Paul Gascoigne's agent yesterday accused Glenn Hoddle of being "brainwashed" into dropping the midfielder from his World Cup squad. Mel Stein believes Gascoigne has been treated like a "Nazi war criminal" and that by leaving him out of his final 22 for France, the England coach has ruined his side's chances.

Stein said: "I think we've dropped the pilot and all we are left with is the Marie Celeste. It has become a ghost ship and I don't think we will do well. I wasn't very sure if we were going to win it even with Paul, but I think we had a real chance of getting to the quarter-finals or semi-finals. We will be lucky to get out of the group now."

Stein added: "OK, so he had a bad game in this meaningless tournament. Name me one player who didn't."

Gerard Houllier last night confirmed he is in talks with Sheffield Wednesday about the vacant manager's job, but he added that his services are in demand. The former French national coach works for the French FA in a role similar to that of the FA's technical director, Howard Wilkinson, but he has indicated that he wants to return to club management after the World Cup finals.

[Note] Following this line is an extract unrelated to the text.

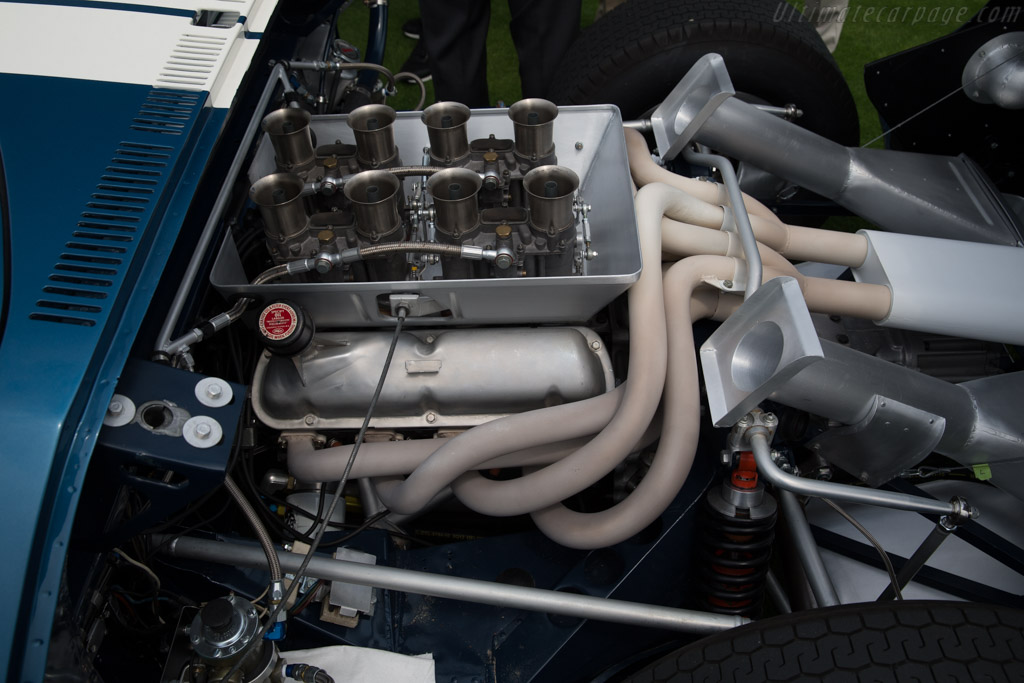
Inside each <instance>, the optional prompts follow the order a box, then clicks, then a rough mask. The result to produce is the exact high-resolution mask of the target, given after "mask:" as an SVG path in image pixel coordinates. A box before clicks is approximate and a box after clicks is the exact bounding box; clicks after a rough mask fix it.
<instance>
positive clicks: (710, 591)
mask: <svg viewBox="0 0 1024 683" xmlns="http://www.w3.org/2000/svg"><path fill="white" fill-rule="evenodd" d="M705 502H706V505H705V510H703V515H705V528H703V533H702V552H701V553H700V560H701V566H700V578H701V588H702V589H703V592H702V597H701V602H702V606H703V607H705V608H706V609H710V610H711V611H716V612H720V613H724V614H741V615H743V616H756V615H757V613H758V612H759V611H760V609H761V601H762V597H763V595H764V587H765V578H766V575H767V573H768V560H769V559H770V558H771V545H772V541H773V540H774V538H775V531H774V528H775V518H776V510H777V506H776V504H775V499H773V498H772V497H771V496H770V495H769V494H768V493H767V492H765V488H764V484H762V483H760V482H759V481H758V472H757V466H756V465H755V463H754V455H753V454H751V453H742V454H740V456H739V463H738V465H736V468H735V469H734V470H733V471H732V474H731V476H730V477H729V478H728V479H727V480H725V481H723V482H722V484H721V485H720V486H716V487H712V488H711V489H710V490H709V492H708V496H707V497H706V499H705Z"/></svg>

Sheffield United yesterday interviewed the Arsenal midfielder and former England international David Platt about their managerial vacancy.

Martin O'Neill will today decide his future at Leicester after a meeting with the club's new hierarchy. O'Neill has demanded talks to discuss his "serious concerns" about boardroom changes made at the end of the season.

Aston Villa have bid pounds 4.8m for Bolton's Alan Thompson. Chairman Doug Ellis sanctioned manager John Gregory's vastly improved offer in an attempt to push Manchester United, Leeds and Everton out of the chase.

Villa's offer is over pounds 1m more then they tabled last week for the goalscoring midfielder, but both Ellis and Gregory want their man.

Crystal Palace have been confirmed as England's representatives in the Inter-Toto Cup next season. The Uefa deadline for entrants passed yesterday without any other English clubs putting their names forward, despite the incentive of three Uefa Cup places being on offer.

Nottingham Forest's captain Colin Cooper has agreed a two-year contract with the First Division champions. The England defender, 31, opened negotiations with Forest last summer but after the talks broke down, the manager, Dave Bassett, accepted a pounds 2.5m bid from West Ham. Cooper turned it down.

The former Dutch international Ronald Koeman, who scored the goal that won the 1992 European Cup for Barcelona, said he is returning to the club as an assistant coach to his compatriot Louis van Gaal.